Winner of the Alfred Bauer Prize awarded in memory of the festival founder for a work of particular innovation, Tabu, by Portuguese director Miguel Gomes, is set in colonial Africa (Mozambique) around the 1950s/60s. After a teasing opening scenario in which an explorer meets his end amongst crocodiles in Africa, the film begins a slow unraveling of memory through an elderly Portuguese woman and then later, an old lover. Unafraid to test our comprehension, Gomes deploys a lot of freedom with the film structure, leaving the viewer with work to do, especially in the beginning parts. Slowly we piece together who was who back then and who they are now. Africa was adventurous for colonials, but somehow a safe adventure, as there was always home in Europe to fall back on. That’s if accidents didn’t befall you. Far from the restraints of mother Europe, adventures in Africa were liberating to these free-sprits, and too much freedom has its price. Plantation lifestyles, deliberately understated master/servant relations, deliciously counterpointed with a pop music band, provide the context for this intertwining complex of narratives. An illicit love affair sparks events which run out of control, and the adventure becomes more of a nightmare. Using voice-over narration partially interspersed with written rather than spoken dialogue, and gorgeously shot in 16mm black and white, the filmic style is marvelously evocative of the era. It makes one think of Karen Blixen but there is far greater authenticity about this film than Out of Africa and other depictions of life in colonial Africa. Uneven and uncertain at times, it becomes clear that the director is setting us up for a seemingly absurd African adventure, but the redeeming irony is that it is all absolutely plausible in Africa. Laden with cinematic experiment, Tabu is an auteur film that works by leaving you thinking both about its characters and the telling of its story.
So many good films, so much choice in Berlin, and then there is the EFM component too. A major gathering point for industry heavyweights, the European Film Market (EFM) is an international trade fair for film and audiovisual content, and a lot of business gets done here. In busy restaurants and hotels meals are accompanied by paperwork and signatures. Nearly 8,000 participants from 100 countries attended the EFM this year, including 1,700 buyers looking at latest films that were officially selected for the Berlinale, alongside work-in-progress projects still in production and back catalogue off-loads.
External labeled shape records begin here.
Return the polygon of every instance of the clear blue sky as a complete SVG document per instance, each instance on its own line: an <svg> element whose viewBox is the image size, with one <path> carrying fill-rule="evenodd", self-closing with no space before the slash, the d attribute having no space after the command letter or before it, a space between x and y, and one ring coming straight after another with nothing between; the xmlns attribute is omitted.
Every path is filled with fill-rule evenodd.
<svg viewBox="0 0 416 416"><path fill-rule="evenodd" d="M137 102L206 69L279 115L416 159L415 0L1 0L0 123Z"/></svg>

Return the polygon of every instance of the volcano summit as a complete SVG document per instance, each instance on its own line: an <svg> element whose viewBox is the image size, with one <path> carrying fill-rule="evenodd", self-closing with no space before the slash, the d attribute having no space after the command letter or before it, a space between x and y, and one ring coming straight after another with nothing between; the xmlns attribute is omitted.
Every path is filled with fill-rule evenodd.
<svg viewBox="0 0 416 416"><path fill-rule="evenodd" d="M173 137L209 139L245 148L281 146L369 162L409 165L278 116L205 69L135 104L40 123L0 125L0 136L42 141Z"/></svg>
Besides the official festival screenings there were an additional 1,138 EFM screenings, which gives one some understanding of the size and scope of the overall Berlinale operation. 2012 also marked the 10th edition of Talent Campus, where 350 young filmmakers from around the world come together for workshops, seminars and networking events in what has proven to be a vibrant incubator servicing the industry.
Now that Berlin is over, let’s look forward to the next big springtime festival: Cannes!